When rolling out, place a little flour on your working surface and the rolling pin. Rotate the dough as you roll. And make sure when rolling that dough to roll it out even. An even and consistent thickness makes for a professional looking end product.
This ball of dough made from this recipe makes two pie crusts. Use a bench knife to cut it evenly into to sections.
So I hope you learn to make a pie crust using butter. And if you’re looking for tart crust recipes, I hope you start with this one. You’ll be glad you did.
How To Dock A Homemade Pie Crust
Pricking holes in a prepared pie crust allows the steam to escape while it’s baking. If you don’t dock a pie crust before baking, the steam will puff up in big bubbles and pockets in the crust while its baking.
That means some parts will cook faster than others and also the crust will come out uneven.
If you’re blind baking a crust for a filling that doesn’t need cooking, this is an important step to make sure you have an even surface for that custard.
Docking a pie crust is simple, just place the pie crust in the pie pan and form it to the pan. Then take a fork and stab the pie crust all over, even on the sides.

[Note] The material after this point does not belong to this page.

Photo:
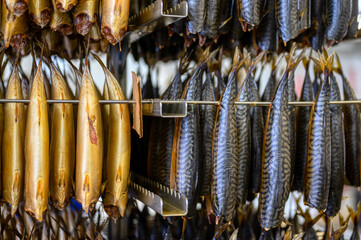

To blind bake a pie crust, an easy way to insure the crust bakes even and doesn’t bubble, even after docking, is to place a piece of parchment paper over the unbaked crust. Then fill the parchment covered crust with pinto beans. Even out the beans with your hand and bake according to instructions.
I keep a storage container in my pantry with these beans labeled “pie crust beans” and use them over and over.
Recipe for All Butter Pie Crust or Tart Shell
I hope you give this all butter pie crust recipe a try. And if you’re looking for tart crust recipes, I hope you start with this one.
Please come back and let me know how you liked it and give the recipe a star rating.
Your feedback is valuable to me for developing future recipes. And if you have a favorite pie recipe to fill that flaky pie crust, let me know, I’d love to give it a try.
Want to put that pie crust to work? Take a look at these recipes using this All Butter Pie Crust:
- Strawberry Tart with Lemon Cream Cheese Filling
- Fresh Cherry Pie
- Caramelized Onion Tart with Gruyere
- Creme Fraiche Cranberry Pear Tart
- Fresh Peach and Blueberry Pie
- and this one I want to make soon for Banana Cream Pie
And if you’re a dessert fan, you won’t want to miss my Dessert Category You’ll find lots of ideas for that sweet tooth. Including the most popular dessert recipe on my site, Cherry Delight, an old fashioned cream cheese dessert.
All Butter Pie Crust and Tart Shell, Pate Brisee
- 12 ounces All Purpose Flour 1 1/2 cups
- 1 teaspoon Salt
- 8 ounces Butter Cold and cut into 1/2 inch cubes
- 4 1/2 ounces Cold water Approximately just over 1/2 cup. Add more if dough needs it
- 1/2 ounce White vinegar 3 teaspoons
- Combine the water and vinegar.
- Put the flour, salt and butter in a large bowl.
- Mix with fingers using the sheeting method, until butter is broken into smaller pieces and still visible. How to use sheeting method: Begin sheeting the butter by pressing the cubes of butter between thumb and forefinger in a “snapping” motion, giving you long sheets of butter. You want these long sheet present in the final product.
- Add water mixture a little at a time, gently mixing until dough comes together. Knead a few times for mixture to come together. Keeping adding a additional cold water, a little at a time so the dough will form into a sticky ball.
- Wrap in plastic wrap and place in refrigerator to rest for 30 minutes.
- After the dough has rested, divide dough roll into two equal parts. Lightly flour a surface and with a rolling pin, roll the dough to 1/8″ thickness.
- Place dough in pie pan or tart shell and trim edges. Dock the dough using a fork. Add filling and bake according to recipe directions.
- If You Need to Blind Bake: If using a delicate pastry cream or custard type filling you will want to blind bake the crust. Once the dough is in the desired shell. Refrigerate for several hours or overnight. Dock the dough. Preheat oven to 400 degrees. Cover the shell with parchment paper and fill with dried beans or rice. Bake for 15 – 20 minutes. Remove the beans and parchment and continuing baking until crust is just turning golden.